(一) 斧足類(二枚貝)
ハマグリ・アサリ・シオフキ・サルボウ・イタボガキ・アカガイ・カガミガイ・マテガイ・バカガイ・マガキ(少)・オオノガイ(少)・ヤマトシジミ(少)・オキアサリ(少)・ハイガイ(少)・ミルクイ(少)・アリソガイ(極少)・オオマテガイ(極少)
(二) 腹足類(巻貝)
キサゴ(最多)・ウミニナ・アカニシ・ナガニシ・イボニシ・ツメタガイ・サザエ(少)・アラムシロ(少)・レイシ(少)・カワニナ(少)・ヒダリマキマイマイ(少)・アワビ(極少)・ソデガイ(極少)
2―60図 貝塚から出土する主な貝類
1.ミルクイ 2.オオノガイ 3.カガミガイ 4.ハマグリ 5.ベンケイガイ 6.イタボガキ 7.マガキ 8.ツメタガイ 9.イタヤガイ 10.アカニシ
2―60図 貝塚から出土する主な貝類
1. サルボウ 2. バカガイ 3. オキシジミ 4. オキアサリ 5. シオフキ 6. アサリ 7. マテガイ 8. ヤマトシジミ 9. ハイガイ 10. キサゴ 11. アラムシロ 12. ウミニナ 13. カワニナ 14. トカシオリイシ 15. イボニシ 16. ナガニシ 17. オオヘビガイ 18. ダンベイキサゴ 19. バイ
これらを見ると、そのほとんどが、内湾砂泥性の海岸に棲息するもので、現在の東京湾においても見ることができるものである。
これらの中で、斧足類ではハマグリ・アサリ・シオフキ・サルボウ、腹足類ではキサゴ・アカニシなどが各時代、各遺跡において一般的である。
しかし、これらの貝類がすべて一様に食用に供されたかどうかという疑問の残る余地を生じてくる(註4)。

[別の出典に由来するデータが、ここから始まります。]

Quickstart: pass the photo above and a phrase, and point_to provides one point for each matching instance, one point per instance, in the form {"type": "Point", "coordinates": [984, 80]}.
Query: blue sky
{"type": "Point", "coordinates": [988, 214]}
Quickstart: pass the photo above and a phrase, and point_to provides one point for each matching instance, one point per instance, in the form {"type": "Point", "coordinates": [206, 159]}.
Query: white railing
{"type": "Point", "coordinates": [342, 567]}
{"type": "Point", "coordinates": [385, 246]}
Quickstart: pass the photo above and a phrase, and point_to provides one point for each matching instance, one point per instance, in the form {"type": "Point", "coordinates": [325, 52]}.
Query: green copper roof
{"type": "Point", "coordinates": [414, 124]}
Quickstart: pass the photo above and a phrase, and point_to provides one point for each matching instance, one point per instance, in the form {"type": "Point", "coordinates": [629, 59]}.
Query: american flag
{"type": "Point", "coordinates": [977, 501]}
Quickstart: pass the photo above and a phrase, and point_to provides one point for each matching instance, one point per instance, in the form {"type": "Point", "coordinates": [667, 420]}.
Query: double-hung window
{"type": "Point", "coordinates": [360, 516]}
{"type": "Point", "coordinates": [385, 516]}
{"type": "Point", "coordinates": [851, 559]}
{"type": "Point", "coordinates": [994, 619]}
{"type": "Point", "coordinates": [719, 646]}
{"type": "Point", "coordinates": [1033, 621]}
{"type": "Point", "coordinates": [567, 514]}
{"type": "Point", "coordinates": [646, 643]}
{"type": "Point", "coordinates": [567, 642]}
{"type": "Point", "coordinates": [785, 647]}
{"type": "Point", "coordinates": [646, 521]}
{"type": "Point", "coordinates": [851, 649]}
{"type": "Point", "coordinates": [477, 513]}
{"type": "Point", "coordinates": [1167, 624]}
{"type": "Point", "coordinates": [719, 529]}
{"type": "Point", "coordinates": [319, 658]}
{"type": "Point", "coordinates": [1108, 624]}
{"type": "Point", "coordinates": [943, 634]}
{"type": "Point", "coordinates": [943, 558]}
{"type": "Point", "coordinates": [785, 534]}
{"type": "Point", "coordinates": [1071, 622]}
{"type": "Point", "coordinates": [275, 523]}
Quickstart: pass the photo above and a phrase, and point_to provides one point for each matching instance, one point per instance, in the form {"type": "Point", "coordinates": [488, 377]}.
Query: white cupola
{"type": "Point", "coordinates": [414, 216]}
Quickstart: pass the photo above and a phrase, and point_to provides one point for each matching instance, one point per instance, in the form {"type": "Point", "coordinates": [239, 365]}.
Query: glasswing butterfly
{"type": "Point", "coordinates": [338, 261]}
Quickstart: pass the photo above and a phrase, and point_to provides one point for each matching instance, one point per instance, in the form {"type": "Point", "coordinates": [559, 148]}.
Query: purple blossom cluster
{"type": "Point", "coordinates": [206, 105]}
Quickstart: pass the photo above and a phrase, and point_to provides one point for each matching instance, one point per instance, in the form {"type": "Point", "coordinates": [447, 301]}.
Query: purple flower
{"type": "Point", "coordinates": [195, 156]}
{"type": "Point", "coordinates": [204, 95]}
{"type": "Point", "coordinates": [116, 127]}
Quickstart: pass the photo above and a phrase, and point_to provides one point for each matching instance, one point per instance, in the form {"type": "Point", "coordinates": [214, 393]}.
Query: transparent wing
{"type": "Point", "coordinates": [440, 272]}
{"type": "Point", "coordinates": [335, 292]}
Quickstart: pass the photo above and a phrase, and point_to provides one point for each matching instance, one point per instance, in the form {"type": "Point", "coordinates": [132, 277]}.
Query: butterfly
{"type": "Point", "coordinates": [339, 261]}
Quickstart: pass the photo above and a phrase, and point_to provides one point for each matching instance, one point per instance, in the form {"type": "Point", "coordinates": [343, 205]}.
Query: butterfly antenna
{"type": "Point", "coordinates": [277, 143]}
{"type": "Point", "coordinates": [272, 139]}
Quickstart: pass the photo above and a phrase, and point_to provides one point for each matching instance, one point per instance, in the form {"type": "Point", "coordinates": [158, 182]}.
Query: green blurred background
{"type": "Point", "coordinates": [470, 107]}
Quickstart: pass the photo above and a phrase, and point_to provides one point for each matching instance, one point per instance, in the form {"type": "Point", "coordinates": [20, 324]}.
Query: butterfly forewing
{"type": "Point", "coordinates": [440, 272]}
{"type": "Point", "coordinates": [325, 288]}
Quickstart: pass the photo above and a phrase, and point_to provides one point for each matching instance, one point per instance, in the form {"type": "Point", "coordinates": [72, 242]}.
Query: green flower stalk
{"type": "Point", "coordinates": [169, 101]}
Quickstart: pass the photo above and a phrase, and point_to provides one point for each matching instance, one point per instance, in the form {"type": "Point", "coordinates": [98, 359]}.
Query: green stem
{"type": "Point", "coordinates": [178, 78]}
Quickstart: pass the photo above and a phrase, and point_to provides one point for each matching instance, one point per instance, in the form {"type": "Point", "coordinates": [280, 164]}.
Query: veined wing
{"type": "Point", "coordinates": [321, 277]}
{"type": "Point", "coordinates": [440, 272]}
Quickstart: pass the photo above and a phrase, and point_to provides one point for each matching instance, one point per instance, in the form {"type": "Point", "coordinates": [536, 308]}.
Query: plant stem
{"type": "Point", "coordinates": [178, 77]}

その中で、中期から後期、特に後期の貝塚において注目されるのが、非常に大量なキサゴの出土である。キサゴは、直径一~二センチメートルの巻貝で、一見、食用としてはあまり適さない、小さな貝である。
このキサゴが、時として、他の貝類を全く含まない、単一種類の貝層を形成している例も見られるほどの出土を示すのである(二―六一図)。
2―61図 キサゴを主とする貝層(加曽利北貝塚昭和37年8月)
更に、その出土の状態においても、時として、その形骸をとどめないほど、こまかく破砕され、それだけが一つの層を形成しているということもある。
このことについては、まだたしかな結論を見ることができないのであるが、キサゴは、時として集中的に、大量に発生することがあるといわれ、また、真水の中へ入れると、殼から出てくるともいわれている。
また、早・前期の遺跡の方が、中・後期の遺跡に比べて、ハイガイの出土量の多いことがうかがわれる。このことは、これらを採集した早・前期の人々の嗜好から、というよりも、当時の水系の特徴に起因していると考えられている。ハイガイは、暖流系の貝類であることが知られている。
また、千葉市内では、その類例を見ていないが、汽水系の貝類で形成された貝塚を見ることがある(註5)。その場合には、ヤマトシジミを中心とした貝層が形成されている。
更に、貝類以外の軟体動物として、頭足類のイカが確認されており(モンコウイカの甲)、それとともに、遺骸を残さないタコの捕食も十分に考えられる。
また、海岸での貝類の採集と同時に、海藻類も採集されていたであろう。